Alors même que l’inflation refait son apparition, les banques ont continué à appliquer une politique de taux d’intérêts très bas. Une façon pour elles de notamment limiter les conséquences du durcissement des conditions d’octroi des crédits aux particuliers imposées par les pouvoirs publics.

Précision : à partir de 2022, le taux d’effort d’une personne souhaitant contracter un emprunt immobilier ne pourra plus dépasser 35 % de son revenu disponible. La durée de son emprunt sera, en outre, plafonnée à 25 ans.

Dans le détail, depuis un an, les taux ont reculé, quelle que soit leur durée : -13 points de base pour les prêts sur 15 et 20 ans et -25 points de base pour les prêts signés sur 25 ans. La baisse est plus forte pour les prêts les plus longs afin de permettre aux emprunteurs ne disposant pas ou peu d’apport personnel (on pense notamment aux primo-accédants) d’accéder à la propriété.

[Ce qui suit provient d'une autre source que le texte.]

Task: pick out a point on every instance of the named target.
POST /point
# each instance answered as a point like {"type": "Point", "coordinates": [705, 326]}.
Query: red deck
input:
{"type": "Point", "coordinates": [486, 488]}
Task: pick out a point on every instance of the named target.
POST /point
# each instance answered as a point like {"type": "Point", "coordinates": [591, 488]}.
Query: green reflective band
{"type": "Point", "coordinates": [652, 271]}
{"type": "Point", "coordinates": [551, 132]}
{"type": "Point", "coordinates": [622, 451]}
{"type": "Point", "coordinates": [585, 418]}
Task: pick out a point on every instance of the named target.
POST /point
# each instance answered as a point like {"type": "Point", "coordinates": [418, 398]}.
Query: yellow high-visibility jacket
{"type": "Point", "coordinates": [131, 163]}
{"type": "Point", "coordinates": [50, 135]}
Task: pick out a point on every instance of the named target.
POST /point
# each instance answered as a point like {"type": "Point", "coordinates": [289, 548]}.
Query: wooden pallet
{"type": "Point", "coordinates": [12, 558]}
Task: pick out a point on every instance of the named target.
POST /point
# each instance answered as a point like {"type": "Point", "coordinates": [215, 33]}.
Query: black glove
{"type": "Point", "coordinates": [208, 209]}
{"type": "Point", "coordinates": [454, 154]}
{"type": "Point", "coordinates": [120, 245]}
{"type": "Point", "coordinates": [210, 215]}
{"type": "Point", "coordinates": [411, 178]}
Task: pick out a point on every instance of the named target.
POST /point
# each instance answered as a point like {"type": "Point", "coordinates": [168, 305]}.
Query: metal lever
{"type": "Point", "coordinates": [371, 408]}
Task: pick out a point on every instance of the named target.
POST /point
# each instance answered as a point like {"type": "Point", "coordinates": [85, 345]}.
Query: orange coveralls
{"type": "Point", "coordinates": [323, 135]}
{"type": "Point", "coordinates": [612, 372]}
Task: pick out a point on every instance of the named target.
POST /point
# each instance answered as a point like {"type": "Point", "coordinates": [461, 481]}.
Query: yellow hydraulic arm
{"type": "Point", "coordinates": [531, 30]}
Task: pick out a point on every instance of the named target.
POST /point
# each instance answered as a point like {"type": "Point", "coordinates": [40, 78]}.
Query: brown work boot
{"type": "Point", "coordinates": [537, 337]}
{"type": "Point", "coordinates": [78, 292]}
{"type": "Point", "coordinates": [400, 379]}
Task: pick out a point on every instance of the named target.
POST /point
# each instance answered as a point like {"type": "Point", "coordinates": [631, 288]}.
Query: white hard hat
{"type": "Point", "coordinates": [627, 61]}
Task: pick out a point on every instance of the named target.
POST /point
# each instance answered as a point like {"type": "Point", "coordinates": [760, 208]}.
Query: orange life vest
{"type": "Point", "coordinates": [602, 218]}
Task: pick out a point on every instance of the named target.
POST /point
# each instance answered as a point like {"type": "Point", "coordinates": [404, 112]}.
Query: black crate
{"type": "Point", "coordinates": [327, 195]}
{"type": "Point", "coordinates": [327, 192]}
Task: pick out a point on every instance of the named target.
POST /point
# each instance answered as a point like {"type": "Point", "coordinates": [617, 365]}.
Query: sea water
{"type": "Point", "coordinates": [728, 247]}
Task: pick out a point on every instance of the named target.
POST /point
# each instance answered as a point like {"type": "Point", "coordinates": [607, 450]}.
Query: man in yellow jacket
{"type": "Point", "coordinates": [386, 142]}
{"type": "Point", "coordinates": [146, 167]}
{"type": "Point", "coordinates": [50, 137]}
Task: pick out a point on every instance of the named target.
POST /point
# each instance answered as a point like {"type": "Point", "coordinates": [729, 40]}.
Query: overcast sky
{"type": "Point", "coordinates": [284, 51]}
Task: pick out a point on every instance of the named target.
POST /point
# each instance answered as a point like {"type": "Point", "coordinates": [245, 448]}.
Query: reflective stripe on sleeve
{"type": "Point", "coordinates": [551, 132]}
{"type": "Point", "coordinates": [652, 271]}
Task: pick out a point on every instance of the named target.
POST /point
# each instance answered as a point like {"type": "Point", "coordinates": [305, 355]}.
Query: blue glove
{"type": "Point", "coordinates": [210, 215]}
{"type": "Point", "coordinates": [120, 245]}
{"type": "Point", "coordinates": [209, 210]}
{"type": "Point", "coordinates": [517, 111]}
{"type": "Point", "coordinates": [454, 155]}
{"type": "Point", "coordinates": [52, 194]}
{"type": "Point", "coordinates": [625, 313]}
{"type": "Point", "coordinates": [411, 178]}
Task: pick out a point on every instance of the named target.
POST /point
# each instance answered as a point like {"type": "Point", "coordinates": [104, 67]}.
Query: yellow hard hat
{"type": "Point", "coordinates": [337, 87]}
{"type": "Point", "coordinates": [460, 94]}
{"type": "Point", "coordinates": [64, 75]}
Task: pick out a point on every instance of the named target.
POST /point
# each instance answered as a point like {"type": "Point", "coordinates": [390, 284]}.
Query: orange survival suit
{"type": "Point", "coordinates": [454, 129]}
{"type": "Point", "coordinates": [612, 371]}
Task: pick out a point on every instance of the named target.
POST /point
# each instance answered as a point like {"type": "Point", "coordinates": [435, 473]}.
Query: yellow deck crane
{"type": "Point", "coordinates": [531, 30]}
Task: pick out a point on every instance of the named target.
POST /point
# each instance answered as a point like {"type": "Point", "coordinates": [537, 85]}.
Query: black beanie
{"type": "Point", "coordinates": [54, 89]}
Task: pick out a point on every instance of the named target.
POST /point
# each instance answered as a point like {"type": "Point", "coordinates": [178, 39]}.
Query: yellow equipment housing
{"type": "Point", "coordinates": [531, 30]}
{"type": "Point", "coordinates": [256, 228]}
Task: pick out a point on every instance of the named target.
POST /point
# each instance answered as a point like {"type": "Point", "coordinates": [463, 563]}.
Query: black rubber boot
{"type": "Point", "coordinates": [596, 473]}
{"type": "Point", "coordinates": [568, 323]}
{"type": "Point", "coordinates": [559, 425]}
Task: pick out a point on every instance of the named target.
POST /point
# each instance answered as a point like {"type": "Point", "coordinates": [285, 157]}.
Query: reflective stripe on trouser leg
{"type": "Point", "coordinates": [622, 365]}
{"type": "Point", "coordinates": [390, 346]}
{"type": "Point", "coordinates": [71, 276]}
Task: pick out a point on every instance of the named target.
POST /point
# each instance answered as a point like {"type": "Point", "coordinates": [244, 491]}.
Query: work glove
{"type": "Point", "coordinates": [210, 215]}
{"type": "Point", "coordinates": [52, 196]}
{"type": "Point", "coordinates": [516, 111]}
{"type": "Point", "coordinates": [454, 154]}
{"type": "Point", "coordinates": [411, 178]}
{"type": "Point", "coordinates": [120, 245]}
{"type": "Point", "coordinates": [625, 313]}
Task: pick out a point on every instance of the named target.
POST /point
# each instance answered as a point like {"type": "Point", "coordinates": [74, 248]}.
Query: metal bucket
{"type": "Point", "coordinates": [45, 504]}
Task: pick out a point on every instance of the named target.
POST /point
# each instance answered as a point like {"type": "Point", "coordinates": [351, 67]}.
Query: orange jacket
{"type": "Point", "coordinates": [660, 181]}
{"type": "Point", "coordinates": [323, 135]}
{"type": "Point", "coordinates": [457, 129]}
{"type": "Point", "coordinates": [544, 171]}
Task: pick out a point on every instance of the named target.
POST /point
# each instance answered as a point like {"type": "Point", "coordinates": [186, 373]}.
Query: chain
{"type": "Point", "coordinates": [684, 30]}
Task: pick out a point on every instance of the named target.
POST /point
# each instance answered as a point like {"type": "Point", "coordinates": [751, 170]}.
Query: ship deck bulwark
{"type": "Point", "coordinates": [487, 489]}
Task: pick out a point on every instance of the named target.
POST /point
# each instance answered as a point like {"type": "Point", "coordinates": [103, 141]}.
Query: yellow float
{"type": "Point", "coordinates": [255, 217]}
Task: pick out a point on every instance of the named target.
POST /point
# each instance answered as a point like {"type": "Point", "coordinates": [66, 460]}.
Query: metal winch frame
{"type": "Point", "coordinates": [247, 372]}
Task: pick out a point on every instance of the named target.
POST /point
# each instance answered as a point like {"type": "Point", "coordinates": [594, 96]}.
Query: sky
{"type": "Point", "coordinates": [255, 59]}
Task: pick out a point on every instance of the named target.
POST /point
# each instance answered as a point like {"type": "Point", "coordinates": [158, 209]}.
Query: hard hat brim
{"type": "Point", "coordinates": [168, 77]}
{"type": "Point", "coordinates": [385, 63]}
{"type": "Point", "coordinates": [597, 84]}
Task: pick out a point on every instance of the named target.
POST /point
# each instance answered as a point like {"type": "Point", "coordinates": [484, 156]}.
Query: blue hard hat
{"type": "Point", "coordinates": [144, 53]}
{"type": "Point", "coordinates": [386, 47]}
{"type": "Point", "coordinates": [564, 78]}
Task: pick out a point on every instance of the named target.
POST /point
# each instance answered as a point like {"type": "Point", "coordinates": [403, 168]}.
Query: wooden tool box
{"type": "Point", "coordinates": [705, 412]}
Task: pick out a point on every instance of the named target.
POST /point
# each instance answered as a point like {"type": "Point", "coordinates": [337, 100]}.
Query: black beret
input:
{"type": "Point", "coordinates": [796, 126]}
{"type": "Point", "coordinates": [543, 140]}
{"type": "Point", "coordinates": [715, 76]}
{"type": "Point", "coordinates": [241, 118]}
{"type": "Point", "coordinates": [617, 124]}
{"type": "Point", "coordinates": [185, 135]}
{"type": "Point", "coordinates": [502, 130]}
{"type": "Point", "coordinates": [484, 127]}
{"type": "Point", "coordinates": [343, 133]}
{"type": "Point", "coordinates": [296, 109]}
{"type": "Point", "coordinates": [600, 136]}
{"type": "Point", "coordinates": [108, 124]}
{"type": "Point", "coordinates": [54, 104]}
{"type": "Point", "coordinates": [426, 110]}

Globalement, en novembre 2021, la durée moyenne des prêts s’est établie à 240 mois (257 mois pour l’accession dans le neuf et 254 mois pour l’accession dans l’ancien). L’allongement de la durée moyenne (7 mois depuis novembre 2020) permet d’absorber les conséquences de la hausse des prix des logements et de contenir les taux d’effort sous le seuil des 35 %.